On October 15, 1998, we signed a definitive merger agreement to acquire Quarterdeck. On November 17, 1998, we
completed our tender offer for the common stock of Quarterdeck acquiring an approximately 63% interest. On March
29, 1999, we acquired Quarterdeck’s remaining shares through a cash merger at the tender offer price of $0.52 per
share in accordance with the definitive merger agreement. The transaction was accounted for as a purchase. Under
the transaction, we recorded approximately $8 million of acquired in-process research and development, $8 million of
capitalized software technology, $66 million of goodwill and $3 million of other intangibles. A valuation specialist
used our management’s estimates to establish the amount of in-process research and development. As of March 31,
1999, we had incurred less than $1 million of capitalized software amortization expense and approximately $3 million
of goodwill amortization expense related to this acquisition.
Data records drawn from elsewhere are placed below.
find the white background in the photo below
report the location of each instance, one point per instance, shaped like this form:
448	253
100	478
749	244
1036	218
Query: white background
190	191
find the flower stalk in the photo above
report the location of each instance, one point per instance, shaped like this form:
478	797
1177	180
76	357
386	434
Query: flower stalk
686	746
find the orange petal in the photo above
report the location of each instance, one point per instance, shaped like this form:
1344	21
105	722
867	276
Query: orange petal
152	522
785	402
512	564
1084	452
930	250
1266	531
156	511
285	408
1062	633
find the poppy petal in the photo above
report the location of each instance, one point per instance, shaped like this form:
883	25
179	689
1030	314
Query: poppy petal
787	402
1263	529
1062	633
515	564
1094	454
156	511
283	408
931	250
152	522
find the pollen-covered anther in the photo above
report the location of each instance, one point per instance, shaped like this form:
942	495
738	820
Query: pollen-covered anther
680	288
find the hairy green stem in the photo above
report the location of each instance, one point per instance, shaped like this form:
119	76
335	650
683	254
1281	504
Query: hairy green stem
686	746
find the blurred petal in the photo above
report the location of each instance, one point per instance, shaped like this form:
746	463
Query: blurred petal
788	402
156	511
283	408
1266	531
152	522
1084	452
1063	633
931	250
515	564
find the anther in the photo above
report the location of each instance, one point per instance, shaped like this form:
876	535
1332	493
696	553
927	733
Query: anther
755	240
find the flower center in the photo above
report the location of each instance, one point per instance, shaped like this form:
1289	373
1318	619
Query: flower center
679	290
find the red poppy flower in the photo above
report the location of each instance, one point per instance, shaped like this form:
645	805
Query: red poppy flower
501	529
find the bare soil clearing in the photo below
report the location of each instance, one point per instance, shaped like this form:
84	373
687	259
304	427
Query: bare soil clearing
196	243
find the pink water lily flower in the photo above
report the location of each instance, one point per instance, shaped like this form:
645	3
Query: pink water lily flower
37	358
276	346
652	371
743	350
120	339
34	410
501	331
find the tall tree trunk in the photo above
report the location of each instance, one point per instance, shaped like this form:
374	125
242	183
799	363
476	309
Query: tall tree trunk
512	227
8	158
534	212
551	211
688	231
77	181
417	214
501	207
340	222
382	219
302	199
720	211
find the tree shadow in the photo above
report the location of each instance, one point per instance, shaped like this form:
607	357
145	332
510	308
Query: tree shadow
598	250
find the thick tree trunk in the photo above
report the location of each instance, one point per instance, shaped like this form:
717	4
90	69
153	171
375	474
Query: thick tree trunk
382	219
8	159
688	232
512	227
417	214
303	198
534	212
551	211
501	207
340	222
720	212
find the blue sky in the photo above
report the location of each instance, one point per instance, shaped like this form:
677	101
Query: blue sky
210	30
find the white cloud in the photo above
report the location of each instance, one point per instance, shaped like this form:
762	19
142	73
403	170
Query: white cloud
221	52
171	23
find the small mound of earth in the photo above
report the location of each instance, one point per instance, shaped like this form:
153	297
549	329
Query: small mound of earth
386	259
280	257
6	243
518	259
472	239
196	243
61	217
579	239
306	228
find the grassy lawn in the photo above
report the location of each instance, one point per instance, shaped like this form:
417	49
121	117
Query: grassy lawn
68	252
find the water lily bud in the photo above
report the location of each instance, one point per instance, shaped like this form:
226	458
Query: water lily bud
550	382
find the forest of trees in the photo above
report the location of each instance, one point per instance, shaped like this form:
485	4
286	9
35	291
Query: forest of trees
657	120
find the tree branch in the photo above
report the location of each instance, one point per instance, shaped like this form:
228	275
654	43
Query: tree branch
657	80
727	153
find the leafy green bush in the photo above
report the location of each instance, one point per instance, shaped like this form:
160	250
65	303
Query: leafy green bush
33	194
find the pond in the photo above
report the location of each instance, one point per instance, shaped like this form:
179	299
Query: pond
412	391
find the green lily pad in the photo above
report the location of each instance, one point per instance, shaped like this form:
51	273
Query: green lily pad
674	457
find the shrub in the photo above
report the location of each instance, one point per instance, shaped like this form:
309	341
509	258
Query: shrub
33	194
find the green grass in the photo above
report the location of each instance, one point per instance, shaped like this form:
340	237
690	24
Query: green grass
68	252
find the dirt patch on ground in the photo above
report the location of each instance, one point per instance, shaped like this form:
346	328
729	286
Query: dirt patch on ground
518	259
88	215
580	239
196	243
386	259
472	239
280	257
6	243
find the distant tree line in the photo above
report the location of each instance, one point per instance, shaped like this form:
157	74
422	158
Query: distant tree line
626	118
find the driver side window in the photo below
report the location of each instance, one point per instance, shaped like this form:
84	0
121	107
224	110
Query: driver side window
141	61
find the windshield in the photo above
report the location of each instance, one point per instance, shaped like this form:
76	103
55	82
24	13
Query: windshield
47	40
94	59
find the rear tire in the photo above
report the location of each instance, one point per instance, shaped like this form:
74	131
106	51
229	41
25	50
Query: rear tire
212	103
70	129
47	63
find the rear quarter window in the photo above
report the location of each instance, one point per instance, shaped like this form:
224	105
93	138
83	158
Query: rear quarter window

The amounts related to workforce in place is being
amortized over 2 years. The capitalized software, goodwill and other intangibles will be amortized over a 5 year
period. In addition, Quarterdeck had issued $25 million of 6% convertible senior subordinated notes, due in 2001, to
an institutional investor in a private placement pursuant to the terms of a Note Agreement dated March 1, 1996. The
Notes were paid in full without any premium on March 30, 1999.